I’ve been asked several times since my last post what I’ll share next. Then I was asked, why haven’t you written anything lately? There isn’t an answer as to why I haven’t crafted anything; but, I haven’t felt the peace and comfort that comes with writing. With all of the daily commitments, I’ve found myself observing, listening, reading, and just taking everything in.
It’s been a whirlwind; the weather has changed, I’m battling a cold, busy at work, crazy at home, financial stress with the upcoming holidays – I know others are facing their own stress too.
What’s missing though is the peace I feel with His Word. I don’t have an answer as to why I haven’t spent time reading His Word. It’s part of my day, but somehow that piece of the puzzle is missing.
I was in church Sunday; however, I didn’t hear what the sermon. Too much noise in my mind, I wasn’t open to what was said, I didn’t hear the message – why not?
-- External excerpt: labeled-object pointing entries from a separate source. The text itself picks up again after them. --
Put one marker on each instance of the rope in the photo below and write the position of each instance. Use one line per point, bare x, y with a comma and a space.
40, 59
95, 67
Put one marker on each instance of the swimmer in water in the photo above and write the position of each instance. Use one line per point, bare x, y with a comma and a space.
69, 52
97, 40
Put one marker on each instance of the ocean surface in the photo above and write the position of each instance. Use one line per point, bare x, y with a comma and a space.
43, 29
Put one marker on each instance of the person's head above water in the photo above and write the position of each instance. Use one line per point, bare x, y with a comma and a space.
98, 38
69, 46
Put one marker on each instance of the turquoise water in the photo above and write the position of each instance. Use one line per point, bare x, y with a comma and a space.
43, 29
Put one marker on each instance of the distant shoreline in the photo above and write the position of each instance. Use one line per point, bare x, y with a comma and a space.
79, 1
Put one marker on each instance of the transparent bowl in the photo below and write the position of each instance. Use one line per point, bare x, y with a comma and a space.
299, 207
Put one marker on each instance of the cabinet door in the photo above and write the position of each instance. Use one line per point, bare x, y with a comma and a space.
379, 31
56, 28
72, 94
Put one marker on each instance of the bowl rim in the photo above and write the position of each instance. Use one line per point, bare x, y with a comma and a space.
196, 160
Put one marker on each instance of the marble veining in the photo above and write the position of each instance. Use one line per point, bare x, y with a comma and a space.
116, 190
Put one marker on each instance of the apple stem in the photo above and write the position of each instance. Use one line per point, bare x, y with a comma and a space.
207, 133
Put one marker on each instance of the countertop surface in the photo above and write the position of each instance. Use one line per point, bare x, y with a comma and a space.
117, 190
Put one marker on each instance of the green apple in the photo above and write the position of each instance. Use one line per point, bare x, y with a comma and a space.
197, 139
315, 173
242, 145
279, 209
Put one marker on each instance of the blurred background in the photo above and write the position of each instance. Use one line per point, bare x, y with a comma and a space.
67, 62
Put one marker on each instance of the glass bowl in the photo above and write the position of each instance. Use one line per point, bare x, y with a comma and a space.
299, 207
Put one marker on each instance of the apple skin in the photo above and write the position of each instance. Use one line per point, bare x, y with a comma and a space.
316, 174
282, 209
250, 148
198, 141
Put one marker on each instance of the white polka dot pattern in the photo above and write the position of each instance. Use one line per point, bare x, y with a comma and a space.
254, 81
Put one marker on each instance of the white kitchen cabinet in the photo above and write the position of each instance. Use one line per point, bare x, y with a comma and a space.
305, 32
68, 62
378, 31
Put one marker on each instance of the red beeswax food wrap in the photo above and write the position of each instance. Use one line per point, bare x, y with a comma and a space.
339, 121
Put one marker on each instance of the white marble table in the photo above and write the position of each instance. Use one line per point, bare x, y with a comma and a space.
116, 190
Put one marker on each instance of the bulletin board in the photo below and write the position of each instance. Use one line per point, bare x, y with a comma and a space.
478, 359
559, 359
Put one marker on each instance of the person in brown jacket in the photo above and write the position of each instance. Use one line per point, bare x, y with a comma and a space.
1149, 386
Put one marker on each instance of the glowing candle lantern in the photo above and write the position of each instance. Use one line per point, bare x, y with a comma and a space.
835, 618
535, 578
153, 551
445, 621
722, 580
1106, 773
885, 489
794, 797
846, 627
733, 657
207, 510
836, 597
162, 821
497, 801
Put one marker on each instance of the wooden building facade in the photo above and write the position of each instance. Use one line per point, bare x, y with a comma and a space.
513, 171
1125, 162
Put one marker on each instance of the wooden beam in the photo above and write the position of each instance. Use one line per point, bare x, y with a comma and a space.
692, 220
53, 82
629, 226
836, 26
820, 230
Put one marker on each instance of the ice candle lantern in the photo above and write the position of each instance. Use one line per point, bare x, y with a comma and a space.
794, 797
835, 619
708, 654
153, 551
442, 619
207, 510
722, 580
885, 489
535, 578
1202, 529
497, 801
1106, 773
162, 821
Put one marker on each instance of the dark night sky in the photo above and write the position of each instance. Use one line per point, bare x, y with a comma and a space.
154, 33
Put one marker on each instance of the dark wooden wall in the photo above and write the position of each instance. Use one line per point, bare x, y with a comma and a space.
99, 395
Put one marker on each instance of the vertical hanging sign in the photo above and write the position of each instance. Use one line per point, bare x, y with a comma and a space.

I enjoy church and look forward to hearing my pastor’s message each week. I always learn something and walk away feeling refreshed, ready to tackle another full week of work, activities, and enjoying my family. As my morning routine began I felt as if the noise had subsided, I realized that my spiritual vision had faltered. He doesn’t send me daily reminders to spend time with Him; it’s something I do as part of my day.
I found myself skimming through 1 Samuel this morning, and am processing the words.
1 Samuel 15:34-16:21: It’s a good feeling as I work to complete the puzzle.